UVIS: Unsupervised Video Instance Segmentation
Shuaiyi Huang, Saksham Suri, Kamal Gupta, Sai Saketh Rambhatla, Ser-nam Lim, Abhinav Shrivastava
TL;DR
UVIS tackles the challenge of unsupervised video instance segmentation by fusing self-supervised shape priors from DINO with open-set recognition from CLIP. It formulates a three-stage pipeline—pseudo-label generation with CutLER and CLIP, transformer-based VIS training on pseudo-labels, and query-based tracking enhanced by a semantic prototype memory and a tracking memory bank—to produce temporally consistent, per-frame instance masks without any video-level annotations or dense pretraining. The main contributions are the prototype memory filtering to suppress false positives and the tracking memory that encodes long-term temporal information, enabling competitive results on YouTube-VIS 2019/2021 and Occluded-VIS datasets (e.g., AP up to 21.4 on YTVIS-2019). This approach demonstrates that foundation models can drive scalable, annotation-free video understanding and broadens VIS coverage to all categories within a dataset, reducing annotation costs and enabling broader applicability.
Abstract
Video instance segmentation requires classifying, segmenting, and tracking every object across video frames.
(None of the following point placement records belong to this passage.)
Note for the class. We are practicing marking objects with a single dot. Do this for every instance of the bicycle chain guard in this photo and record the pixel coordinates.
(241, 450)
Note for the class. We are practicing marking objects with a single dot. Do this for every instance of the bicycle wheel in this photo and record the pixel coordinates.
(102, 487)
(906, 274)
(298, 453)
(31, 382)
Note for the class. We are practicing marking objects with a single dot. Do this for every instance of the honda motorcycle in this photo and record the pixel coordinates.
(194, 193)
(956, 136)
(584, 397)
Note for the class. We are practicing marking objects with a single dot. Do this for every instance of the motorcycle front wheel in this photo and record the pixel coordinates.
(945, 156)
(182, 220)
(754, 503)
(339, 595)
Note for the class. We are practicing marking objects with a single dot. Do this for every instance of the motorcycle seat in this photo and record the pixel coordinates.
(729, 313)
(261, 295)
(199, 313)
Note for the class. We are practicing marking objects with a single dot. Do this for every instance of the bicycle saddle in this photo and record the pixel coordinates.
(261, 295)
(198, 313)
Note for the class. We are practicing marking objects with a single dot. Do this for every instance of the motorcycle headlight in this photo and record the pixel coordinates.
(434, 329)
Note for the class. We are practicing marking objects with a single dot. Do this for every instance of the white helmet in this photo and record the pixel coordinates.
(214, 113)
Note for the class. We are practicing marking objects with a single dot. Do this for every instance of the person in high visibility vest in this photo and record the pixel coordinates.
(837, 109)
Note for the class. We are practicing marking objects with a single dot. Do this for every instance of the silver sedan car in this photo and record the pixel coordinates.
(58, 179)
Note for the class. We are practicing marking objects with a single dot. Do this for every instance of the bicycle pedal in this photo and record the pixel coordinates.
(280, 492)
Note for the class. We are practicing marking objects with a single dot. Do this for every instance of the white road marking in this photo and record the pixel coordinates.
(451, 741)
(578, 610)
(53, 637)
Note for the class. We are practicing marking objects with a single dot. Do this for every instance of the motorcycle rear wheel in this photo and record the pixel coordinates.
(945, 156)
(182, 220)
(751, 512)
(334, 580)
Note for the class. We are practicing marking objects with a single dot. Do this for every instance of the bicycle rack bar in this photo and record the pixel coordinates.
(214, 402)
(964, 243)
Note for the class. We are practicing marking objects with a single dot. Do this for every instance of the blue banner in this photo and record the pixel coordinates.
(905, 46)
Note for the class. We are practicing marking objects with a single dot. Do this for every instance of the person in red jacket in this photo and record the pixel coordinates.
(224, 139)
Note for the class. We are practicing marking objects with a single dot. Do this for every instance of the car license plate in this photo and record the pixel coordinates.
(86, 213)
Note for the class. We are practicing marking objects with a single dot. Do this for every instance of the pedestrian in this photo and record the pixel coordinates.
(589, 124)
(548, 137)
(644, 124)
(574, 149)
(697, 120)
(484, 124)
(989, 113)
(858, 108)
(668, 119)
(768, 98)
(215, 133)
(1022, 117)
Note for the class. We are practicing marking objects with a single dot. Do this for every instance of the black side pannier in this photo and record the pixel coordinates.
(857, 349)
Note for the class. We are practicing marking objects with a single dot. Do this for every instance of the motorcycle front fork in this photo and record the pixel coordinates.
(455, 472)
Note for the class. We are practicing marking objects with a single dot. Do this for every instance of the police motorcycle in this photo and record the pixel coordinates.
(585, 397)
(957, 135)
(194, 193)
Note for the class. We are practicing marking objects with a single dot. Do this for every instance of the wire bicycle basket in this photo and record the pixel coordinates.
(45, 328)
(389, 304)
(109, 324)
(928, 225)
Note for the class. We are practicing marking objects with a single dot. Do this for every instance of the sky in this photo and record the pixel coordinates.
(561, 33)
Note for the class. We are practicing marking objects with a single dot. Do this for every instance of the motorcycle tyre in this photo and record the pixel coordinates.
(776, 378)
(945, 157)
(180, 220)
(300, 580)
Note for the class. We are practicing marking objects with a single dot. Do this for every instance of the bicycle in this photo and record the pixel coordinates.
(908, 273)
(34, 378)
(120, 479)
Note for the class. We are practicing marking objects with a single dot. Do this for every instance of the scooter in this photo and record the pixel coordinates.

Unlike existing approaches that rely on masks, boxes, or category labels, we propose UVIS, a novel Unsupervised Video Instance Segmentation (UVIS) framework that can perform video instance segmentation without any video annotations or dense label-based pretraining. Our key insight comes from leveraging the dense shape prior from the self-supervised vision foundation model DINO and the openset recognition ability from the image-caption supervised vision-language model CLIP. Our UVIS framework consists of three essential steps: frame-level pseudo-label generation, transformer-based VIS model training, and query-based tracking. To improve the quality of VIS predictions in the unsupervised setup, we introduce a dual-memory design. This design includes a semantic memory bank for generating accurate pseudo-labels and a tracking memory bank for maintaining temporal consistency in object tracks. We evaluate our approach on three standard VIS benchmarks, namely YoutubeVIS-2019, YoutubeVIS-2021, and Occluded VIS. Our UVIS achieves 21.1 AP on YoutubeVIS-2019 without any video annotations or dense pretraining, demonstrating the potential of our unsupervised VIS framework.